Anyway, I'd just stopped for a break when I heard a thump on the scullery roof. I looked up to find Sam, one of my ferrets. He was all wet and manky and the loudness of the thump and his condition, told me that he'd actually come off the main house roof some 6 foot above the scullery roof. It's seemed he'd been in the guttering. The thing is. How did he get onto the roof of my cottage?????:gasp:
I got the stepladder and called him to me and he came right away. I checked him over and found him unharmed so I took him back indoors and upstairs. I let my ferrets out every morning and they have the run of the upstairs. They have a fab time chasing each other, getting on and in my bed and playing under the duvet. Both of the upstairs windows were closed and neither gives access to the main roof in any case so I am still completely baffled as to how he got up onto the roof. Unless he got down onto the roof.:idea:
The stairs door was open and I know that both ferrets like to come downstairs if they can. I always close the door as they knock all my plants off the windowsill and make a mess. However, Lupin, the upstairs cat, can operate the latch and open the door so I surmise this is what she did. Now, the only way out of this room, up to the roof is.........................................up the chimney:gasp:
However, he wasn't sooty at all. But then I rarely light the living room fire and swept it a month or so ago. There is a fireplace in the study upstairs but that is capped off . So, it really looks as though Sam had gone exploring, had actually climbed the brickwork in the chimney, all the way to the top, got onto the roof and ran about in the gutters before spotting me by the scullery, splitting logs, so dropped from the gutter, onto the roof to get to me and safety.
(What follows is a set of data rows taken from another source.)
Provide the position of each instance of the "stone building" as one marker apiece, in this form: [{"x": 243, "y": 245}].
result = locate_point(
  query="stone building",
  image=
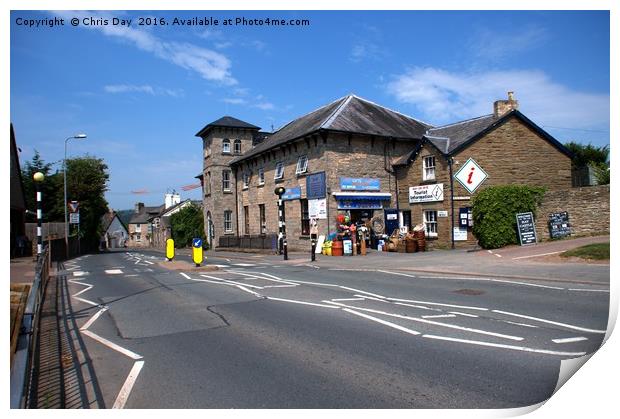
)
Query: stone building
[
  {"x": 360, "y": 159},
  {"x": 451, "y": 163}
]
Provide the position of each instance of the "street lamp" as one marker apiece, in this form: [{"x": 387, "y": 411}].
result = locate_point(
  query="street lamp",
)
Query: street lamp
[
  {"x": 38, "y": 178},
  {"x": 64, "y": 164}
]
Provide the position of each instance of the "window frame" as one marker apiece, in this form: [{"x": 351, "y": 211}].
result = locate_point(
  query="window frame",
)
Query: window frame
[
  {"x": 228, "y": 220},
  {"x": 431, "y": 227},
  {"x": 429, "y": 172},
  {"x": 226, "y": 146},
  {"x": 226, "y": 179},
  {"x": 302, "y": 165},
  {"x": 280, "y": 170}
]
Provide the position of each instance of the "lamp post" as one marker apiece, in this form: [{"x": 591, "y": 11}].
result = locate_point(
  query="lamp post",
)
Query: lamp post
[
  {"x": 38, "y": 178},
  {"x": 64, "y": 164}
]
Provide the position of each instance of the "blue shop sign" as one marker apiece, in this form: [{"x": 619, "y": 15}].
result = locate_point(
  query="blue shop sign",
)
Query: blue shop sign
[
  {"x": 291, "y": 193},
  {"x": 315, "y": 186},
  {"x": 359, "y": 184}
]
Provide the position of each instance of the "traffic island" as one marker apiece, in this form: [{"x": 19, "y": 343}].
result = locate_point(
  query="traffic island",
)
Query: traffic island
[{"x": 181, "y": 265}]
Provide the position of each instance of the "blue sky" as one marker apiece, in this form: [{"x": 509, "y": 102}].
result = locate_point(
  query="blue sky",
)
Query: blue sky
[{"x": 141, "y": 93}]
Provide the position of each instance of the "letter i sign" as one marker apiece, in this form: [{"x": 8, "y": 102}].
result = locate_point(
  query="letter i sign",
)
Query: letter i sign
[{"x": 470, "y": 175}]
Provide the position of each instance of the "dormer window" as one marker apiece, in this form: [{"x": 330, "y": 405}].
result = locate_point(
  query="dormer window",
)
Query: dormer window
[{"x": 226, "y": 146}]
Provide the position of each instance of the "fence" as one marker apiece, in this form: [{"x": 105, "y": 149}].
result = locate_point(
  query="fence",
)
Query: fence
[{"x": 21, "y": 370}]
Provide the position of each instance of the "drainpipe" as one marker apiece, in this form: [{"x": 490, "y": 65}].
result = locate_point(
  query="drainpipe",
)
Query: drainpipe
[{"x": 450, "y": 162}]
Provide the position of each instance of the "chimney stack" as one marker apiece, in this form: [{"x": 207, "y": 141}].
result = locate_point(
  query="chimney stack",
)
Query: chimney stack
[{"x": 501, "y": 107}]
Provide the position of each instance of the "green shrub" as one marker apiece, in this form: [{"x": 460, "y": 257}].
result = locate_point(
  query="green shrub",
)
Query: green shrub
[{"x": 495, "y": 210}]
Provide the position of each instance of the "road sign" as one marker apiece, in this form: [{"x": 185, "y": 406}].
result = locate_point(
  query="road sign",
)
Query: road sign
[
  {"x": 470, "y": 175},
  {"x": 74, "y": 206},
  {"x": 74, "y": 218}
]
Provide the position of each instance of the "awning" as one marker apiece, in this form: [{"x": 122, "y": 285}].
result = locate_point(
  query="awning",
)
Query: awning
[{"x": 380, "y": 196}]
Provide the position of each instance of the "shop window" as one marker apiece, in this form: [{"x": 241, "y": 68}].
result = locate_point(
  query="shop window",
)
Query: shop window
[
  {"x": 226, "y": 146},
  {"x": 279, "y": 170},
  {"x": 228, "y": 221},
  {"x": 226, "y": 180},
  {"x": 305, "y": 218},
  {"x": 246, "y": 180},
  {"x": 263, "y": 219},
  {"x": 429, "y": 168},
  {"x": 302, "y": 165},
  {"x": 246, "y": 220},
  {"x": 261, "y": 176},
  {"x": 430, "y": 222}
]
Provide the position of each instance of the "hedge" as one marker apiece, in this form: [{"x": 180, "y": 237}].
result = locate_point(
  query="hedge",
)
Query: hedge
[{"x": 495, "y": 209}]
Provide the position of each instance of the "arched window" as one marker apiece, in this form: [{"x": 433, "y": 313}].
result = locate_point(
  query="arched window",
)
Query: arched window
[{"x": 226, "y": 145}]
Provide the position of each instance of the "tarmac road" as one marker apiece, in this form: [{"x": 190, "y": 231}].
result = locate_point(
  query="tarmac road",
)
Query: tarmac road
[{"x": 257, "y": 334}]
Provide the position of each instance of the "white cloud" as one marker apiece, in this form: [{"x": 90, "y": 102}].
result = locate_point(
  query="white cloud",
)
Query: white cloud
[
  {"x": 147, "y": 89},
  {"x": 442, "y": 97},
  {"x": 209, "y": 64}
]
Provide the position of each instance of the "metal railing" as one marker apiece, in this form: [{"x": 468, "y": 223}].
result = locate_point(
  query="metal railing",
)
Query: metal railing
[{"x": 21, "y": 370}]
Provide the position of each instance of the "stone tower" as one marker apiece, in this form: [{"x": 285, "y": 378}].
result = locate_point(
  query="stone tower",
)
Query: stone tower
[{"x": 222, "y": 140}]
When I think of what could have happened, my blood goes cold. Had h e come out of one chimney pot and gone down the other, he'd have gone all the way down behind the rayburn and I'd never have found him. Otherwise he might have gone around the guttering and fallen from the full roof height onto next doors concrete patio and been killed. Or jumped onto the sloping roof beneath my (closed) bedroom window and from there, into my garden or next door's garden and disappeared forever.
Thank goodness I play with them and have a bond with them. He must have been very scared and realised that mummy means safety.
Thank goodness I'm blonde as the grey hairs don't show as much and my lot are giving me more every day.


----------



## sarahc (Jan 7, 2009)

*ferrets in a pickle*

They get everywhere.I lost one and eventually scratching noises alerted me to the fact it had gone under the stairs and fell several feet through a hole in the floor boards.I lowered a string bag attached to a couple of dog leads through the hole and shone a torch down.When the ferret went on the bag I reeled it in,I was desperate that the ferret didn't vacate the bag.It hung on tight though and was winched to safty.Don't you find they are completely void of a sense of danger?


----------



## enola69 (Aug 27, 2008)

i was thinking chimney as I read the first bit. Is there a way you can block it off while you dont use it? I know my gran stuffs an old blanket up her chinmey as she does not use it. 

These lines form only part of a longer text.